European rental giant Ramirent posted third quarter net sales of €169.2 (about U.S. $188 million) compared to €165.1 million in the third quarter of 2015, a 2.5-percent hike. EBITDA was €47.1 million, compared to €49.7 million a year ago.
For the first nine months of 2016, net sales was €484.7 million, a 4.2-percent increase compared to €465.2 million for the same period of 2015. EBITDA slid 2.5 percent for the period to €121.2 million.
“The profitability development of Ramirent has not reached its potential and in order to improve performance determined actions were initiated during the quarter, which affected the third quarter 2016 result through one-off write-downs and reorganization costs, “said Ramirent CEO Tapio Kolunsarka. “Our priority is now profitability. Our key actions include improving profitability of non-performing business units and areas, including refocusing the Temporary Space business in Norway, reorganizing parts of the Solutions business in Sweden and also parts of Europe Central’s business.
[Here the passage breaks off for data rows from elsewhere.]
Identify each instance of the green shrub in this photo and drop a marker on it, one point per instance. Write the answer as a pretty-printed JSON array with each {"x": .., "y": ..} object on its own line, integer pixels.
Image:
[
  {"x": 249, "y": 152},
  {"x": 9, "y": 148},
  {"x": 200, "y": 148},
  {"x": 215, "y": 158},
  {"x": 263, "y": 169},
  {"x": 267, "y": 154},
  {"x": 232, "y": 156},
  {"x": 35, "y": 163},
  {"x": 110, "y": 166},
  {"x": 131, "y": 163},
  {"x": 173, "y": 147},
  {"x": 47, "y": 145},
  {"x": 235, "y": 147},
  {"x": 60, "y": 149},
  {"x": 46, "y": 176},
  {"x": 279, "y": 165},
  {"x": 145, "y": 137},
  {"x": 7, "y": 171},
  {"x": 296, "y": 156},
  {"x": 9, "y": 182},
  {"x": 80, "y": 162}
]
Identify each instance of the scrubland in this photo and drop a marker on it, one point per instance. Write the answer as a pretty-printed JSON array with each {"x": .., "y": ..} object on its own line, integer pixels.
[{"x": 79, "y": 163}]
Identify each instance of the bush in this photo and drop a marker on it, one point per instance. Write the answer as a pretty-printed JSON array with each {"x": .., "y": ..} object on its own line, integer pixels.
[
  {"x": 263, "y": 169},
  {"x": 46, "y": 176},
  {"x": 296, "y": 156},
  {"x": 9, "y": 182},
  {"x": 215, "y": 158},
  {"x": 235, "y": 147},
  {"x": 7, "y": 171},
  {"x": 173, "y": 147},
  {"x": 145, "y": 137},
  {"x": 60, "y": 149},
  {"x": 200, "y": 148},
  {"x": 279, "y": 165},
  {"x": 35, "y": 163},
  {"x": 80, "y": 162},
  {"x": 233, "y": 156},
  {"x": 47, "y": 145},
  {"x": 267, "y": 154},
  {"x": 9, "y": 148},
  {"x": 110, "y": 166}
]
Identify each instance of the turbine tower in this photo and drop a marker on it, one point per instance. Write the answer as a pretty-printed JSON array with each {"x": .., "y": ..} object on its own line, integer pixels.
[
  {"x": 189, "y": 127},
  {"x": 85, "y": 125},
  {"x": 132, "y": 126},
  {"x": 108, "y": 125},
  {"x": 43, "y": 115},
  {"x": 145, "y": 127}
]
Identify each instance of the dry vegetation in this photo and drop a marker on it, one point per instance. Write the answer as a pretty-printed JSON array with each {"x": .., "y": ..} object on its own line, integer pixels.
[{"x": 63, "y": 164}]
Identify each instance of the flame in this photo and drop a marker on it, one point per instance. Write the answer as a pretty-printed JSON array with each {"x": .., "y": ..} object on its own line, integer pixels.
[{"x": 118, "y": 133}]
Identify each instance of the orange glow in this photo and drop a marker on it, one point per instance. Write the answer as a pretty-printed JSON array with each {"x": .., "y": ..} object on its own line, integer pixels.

We will also start driving an improved sales mix through increased focus on core General Rental business and developing pricing further.
“At the same time, we will develop our business to be more agile and customer focused. Overall we can improve productivity. We will reduce costs by rationalizing IT development as well as external materials and services spend. After a year of higher investments, focus will lie on increasing existing fleet productivity.”
Based in Helsinki, Finland, Ramirent operates in 10 European countries.